Das ist gut:

Der Vorgänger sah, was Grafik und Inszenierung betrifft, schon ziemlich fett aus. Für „F1 2018“ hat sich die Serie aber noch ein paar Pfund angefressen. Realistisches Hitzeflimmern verzerrt die Optik, macht ihr einen Ausflug ins Beet, verunstalten Staub und Dreck eure sündhaft teuren Boliden – und wenn ihr mal die Zeit dazu habt, den Blick von der Strecke gen Himmel zu heben, fällt euch vielleicht die dynamische Wolkentechnologie auf.

Das Publikum ist aktiver und die Regenrennen versprühen neben Gischt vor allem ordentlich Renndramatik. So gut sah noch kein Formel-1-Spiel aus! Und wo wir gerade bei der Technik sind: Ob ihr euch auf der Strecke von allerlei Hilfssystemen unter die Arme greifen lasst, und „F1 2018“ wie ein Arcade-Rennspiel zockt oder euch lieber die volle Realismus-Breitseite gebt, ist allein eure Entscheidung. 

„F1 2018“ richtet sich damit ebenso an Anfänger wie an Profis und mit satten 110 Schwierigkeitsgraden garantiert auch an alle anderen dazwischen.

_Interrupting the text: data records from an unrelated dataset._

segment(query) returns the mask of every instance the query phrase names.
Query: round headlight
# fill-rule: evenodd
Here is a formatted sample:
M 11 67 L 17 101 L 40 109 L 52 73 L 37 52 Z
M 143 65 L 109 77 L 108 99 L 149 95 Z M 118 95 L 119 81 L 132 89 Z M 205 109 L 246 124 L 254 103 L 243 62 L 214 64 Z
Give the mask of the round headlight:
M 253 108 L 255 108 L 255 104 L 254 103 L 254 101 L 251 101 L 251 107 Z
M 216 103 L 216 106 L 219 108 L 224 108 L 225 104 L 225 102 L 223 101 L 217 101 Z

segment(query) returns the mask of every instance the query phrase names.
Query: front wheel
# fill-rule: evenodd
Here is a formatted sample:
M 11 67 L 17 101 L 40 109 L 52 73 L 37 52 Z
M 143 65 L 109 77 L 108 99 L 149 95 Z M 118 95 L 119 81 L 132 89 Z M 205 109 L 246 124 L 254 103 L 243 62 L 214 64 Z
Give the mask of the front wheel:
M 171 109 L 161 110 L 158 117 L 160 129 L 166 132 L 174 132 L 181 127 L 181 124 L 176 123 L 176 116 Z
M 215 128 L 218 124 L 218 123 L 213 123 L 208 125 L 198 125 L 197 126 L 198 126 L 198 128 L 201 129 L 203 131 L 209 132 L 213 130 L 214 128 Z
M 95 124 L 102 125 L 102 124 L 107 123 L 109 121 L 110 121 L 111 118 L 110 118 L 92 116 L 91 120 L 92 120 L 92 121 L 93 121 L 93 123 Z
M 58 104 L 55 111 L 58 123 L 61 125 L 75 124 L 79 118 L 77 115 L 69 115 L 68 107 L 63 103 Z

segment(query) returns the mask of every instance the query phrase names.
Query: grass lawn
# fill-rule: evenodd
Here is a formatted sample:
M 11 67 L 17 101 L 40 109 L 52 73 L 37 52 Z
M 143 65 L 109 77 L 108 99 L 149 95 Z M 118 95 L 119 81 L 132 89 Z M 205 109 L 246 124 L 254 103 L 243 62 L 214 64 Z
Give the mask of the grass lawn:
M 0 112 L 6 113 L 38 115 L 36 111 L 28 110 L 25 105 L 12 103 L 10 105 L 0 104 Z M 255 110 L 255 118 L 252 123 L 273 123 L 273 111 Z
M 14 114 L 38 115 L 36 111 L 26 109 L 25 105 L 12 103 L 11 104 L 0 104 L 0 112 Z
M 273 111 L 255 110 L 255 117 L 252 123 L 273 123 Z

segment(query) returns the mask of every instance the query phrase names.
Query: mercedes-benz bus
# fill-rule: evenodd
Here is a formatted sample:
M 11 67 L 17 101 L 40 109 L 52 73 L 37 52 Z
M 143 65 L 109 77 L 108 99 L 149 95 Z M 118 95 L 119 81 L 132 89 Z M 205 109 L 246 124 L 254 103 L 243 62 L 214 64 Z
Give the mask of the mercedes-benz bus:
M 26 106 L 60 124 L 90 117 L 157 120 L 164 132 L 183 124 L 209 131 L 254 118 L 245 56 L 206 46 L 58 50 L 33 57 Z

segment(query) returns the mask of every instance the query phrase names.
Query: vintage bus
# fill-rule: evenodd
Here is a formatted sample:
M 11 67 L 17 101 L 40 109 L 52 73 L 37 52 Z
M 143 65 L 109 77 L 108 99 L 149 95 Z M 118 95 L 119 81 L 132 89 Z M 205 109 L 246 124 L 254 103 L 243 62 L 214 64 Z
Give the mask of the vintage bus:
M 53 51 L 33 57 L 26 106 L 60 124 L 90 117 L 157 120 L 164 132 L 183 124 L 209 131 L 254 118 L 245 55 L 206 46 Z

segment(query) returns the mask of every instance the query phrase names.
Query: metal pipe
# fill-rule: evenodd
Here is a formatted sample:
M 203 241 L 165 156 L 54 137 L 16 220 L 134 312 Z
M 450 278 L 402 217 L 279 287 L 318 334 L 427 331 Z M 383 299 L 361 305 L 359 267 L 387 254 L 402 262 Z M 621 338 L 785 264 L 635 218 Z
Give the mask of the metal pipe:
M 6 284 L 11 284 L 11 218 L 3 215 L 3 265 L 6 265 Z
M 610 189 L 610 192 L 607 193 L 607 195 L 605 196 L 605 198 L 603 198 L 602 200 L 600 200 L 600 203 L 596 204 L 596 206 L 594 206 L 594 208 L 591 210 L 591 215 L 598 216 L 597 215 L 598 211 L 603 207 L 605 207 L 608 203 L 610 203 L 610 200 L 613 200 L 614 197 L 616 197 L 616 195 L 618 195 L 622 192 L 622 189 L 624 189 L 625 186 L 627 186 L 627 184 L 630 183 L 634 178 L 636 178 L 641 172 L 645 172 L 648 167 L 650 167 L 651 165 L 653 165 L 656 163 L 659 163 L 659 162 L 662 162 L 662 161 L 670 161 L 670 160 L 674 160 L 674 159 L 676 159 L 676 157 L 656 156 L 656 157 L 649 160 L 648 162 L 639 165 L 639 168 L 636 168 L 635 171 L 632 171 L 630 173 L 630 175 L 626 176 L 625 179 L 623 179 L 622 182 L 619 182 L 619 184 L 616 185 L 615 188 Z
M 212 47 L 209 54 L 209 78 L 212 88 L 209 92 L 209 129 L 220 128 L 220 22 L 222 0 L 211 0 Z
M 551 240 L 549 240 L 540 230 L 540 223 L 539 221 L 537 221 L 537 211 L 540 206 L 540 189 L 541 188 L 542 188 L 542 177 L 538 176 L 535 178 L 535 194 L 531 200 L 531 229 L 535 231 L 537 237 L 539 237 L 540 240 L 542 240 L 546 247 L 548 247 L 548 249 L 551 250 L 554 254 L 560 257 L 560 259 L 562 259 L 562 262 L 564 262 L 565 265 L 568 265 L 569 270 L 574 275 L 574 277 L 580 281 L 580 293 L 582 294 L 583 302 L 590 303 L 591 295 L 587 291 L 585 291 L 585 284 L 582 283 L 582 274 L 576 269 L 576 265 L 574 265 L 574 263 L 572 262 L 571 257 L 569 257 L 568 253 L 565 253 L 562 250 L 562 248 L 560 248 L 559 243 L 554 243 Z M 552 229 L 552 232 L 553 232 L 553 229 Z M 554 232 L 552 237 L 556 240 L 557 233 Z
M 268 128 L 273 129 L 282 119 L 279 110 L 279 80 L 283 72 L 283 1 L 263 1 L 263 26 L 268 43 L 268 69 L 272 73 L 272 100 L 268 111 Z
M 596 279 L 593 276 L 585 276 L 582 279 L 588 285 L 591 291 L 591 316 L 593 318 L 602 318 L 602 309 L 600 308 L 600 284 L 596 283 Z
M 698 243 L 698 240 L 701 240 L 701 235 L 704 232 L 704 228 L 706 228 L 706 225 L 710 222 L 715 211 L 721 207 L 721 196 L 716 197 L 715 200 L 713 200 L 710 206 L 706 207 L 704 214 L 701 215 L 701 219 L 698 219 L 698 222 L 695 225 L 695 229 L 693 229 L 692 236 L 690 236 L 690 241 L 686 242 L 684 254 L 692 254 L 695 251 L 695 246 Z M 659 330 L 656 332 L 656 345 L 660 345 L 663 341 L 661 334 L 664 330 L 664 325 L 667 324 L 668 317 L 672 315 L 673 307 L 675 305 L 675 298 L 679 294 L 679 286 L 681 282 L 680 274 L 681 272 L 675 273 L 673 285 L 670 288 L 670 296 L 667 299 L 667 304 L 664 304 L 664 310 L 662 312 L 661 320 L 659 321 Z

Zudem belohnt das Spiel eure guten Leistungen, indem ihr über die Rennen verdiente Ressourcenpunkte investiert, um eure Rennsemmel via Skilltree in den vier Bereichen Strapazierfähigkeit, Chassis, Aerodynamik und Antrieb aufzuwerten. 

Spannend: Während der Saison können sich die Regeln ändern, was eine rasche Anpassung des Setups notwendig machen kann. Wer mag, darf neben dem Benzin- und Reifen-Management diesmal zudem auch das ERS-Management eigenhändig seiner Strategie anpassen. Ansonsten bildet das 2018er Update die aktuelle Saison hinsichtlich der Fahrer, Teams, Strecken und Regeln erwartungsgemäß originalgetreu nach. 

Das bedeutet, dass wir diesmal erfreulicherweise auch wieder in Deutschland unterwegs sind, während mit der Rennstrecke „Paul Ricard“ ein französischer Neuzugang zu verzeichnen ist. Und keine Sorgen: Wer am liebsten in der Cockpit-Perspektive unterwegs ist, darf das seit 2018 in der Formel 1 verpflichtende Halo-System auch deaktivieren.